Her Majesty Queen Camilla visits Brooke as part of Kenya state visit
Today as part of her state visit to Kenya, Her Majesty Queen Camilla visited global working animal charity Brooke’s East Africa programme, to learn how the organisation is promoting equine welfare in the region.
In Kenya, working donkeys are primarily relied upon for the transport of water, firewood, farm produce, and commercial goods. They also work in extractive industries in extremely harsh conditions. Unfortunately, many of these animals are affected by poor welfare. Brooke East Africa was set up in 2013 to positively impact vulnerable equines and their communities.

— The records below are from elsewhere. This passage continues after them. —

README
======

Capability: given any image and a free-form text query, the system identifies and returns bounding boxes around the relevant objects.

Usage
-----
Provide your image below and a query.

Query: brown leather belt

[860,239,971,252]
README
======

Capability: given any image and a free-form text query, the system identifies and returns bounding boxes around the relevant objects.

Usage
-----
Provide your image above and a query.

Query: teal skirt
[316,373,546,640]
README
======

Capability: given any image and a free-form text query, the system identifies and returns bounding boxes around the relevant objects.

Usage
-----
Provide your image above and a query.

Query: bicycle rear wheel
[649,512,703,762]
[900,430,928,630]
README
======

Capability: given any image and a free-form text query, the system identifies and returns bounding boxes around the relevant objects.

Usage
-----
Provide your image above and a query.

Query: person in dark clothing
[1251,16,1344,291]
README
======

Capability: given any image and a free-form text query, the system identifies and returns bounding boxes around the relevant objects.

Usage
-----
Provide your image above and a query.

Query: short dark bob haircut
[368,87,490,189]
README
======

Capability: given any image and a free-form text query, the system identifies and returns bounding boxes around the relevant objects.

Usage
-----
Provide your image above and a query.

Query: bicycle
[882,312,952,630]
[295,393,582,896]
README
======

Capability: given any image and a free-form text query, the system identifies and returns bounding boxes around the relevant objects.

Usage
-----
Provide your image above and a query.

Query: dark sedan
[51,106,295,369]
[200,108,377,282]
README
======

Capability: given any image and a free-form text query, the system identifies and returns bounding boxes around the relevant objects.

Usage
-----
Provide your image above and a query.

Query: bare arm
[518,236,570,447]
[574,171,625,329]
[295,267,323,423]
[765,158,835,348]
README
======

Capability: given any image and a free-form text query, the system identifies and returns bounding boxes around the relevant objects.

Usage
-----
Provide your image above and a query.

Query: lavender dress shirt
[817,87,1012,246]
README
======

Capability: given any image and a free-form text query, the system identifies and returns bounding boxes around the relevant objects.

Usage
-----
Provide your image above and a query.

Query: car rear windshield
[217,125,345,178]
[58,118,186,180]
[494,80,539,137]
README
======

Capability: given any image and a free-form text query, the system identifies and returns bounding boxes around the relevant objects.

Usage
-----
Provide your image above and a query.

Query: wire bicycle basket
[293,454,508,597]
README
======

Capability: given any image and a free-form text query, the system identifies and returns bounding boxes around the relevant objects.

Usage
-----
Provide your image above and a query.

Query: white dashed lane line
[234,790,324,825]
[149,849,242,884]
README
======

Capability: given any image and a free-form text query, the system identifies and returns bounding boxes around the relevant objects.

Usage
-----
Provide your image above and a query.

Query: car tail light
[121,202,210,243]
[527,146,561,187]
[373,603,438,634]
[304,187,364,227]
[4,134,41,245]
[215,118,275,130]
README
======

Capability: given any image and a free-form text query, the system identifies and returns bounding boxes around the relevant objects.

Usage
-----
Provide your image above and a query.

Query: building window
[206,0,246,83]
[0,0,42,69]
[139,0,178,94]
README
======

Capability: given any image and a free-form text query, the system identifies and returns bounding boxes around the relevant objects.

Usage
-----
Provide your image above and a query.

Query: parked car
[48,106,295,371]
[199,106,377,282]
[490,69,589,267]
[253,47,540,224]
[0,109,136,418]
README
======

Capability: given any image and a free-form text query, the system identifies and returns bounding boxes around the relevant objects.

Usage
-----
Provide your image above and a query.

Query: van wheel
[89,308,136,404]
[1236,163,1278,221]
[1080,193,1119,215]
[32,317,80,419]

During her visit, the Queen learnt about Brooke’s work with farriers and harness makers to ensure better welfare for animals. Her Majesty was also introduced to a Donkey Care Club, where local children are taught how to look after their donkeys, and a project in partnership with the Kenya Society for the Protection and Care of Animals (KSPCA).
Queen Camilla, who has been President of Brooke since 2006, is a strong supporter of equine welfare and has travelled the world to see Brooke’s work in places such as Egypt, Pakistan and India.
Chief Executive of Brooke, Chris Wainwright, said: “We are honoured to have Her Majesty visit Brooke’s work in Kenya. Her love and passion for equines is well known, and her commitment to promoting the welfare of working equids is an inspiration for everyone in the Brooke family, wherever they work in the world. Such visits help us to showcase the immense contribution that working horses, donkeys and mules make to some of the poorest communities in the world.”
Brooke operates in over ten countries, helping to support over 100 million working horses, donkeys and mules who support the lives of 600 million people. This work is made possible thanks to Brooke’s UK supporters, whose fundraising efforts ensure working animals have a life worth living.
The royal visit to Kenya began on 31 October lasting until 3 November, as Kenya celebrates 60 years of independence and its strong relationship with the UK.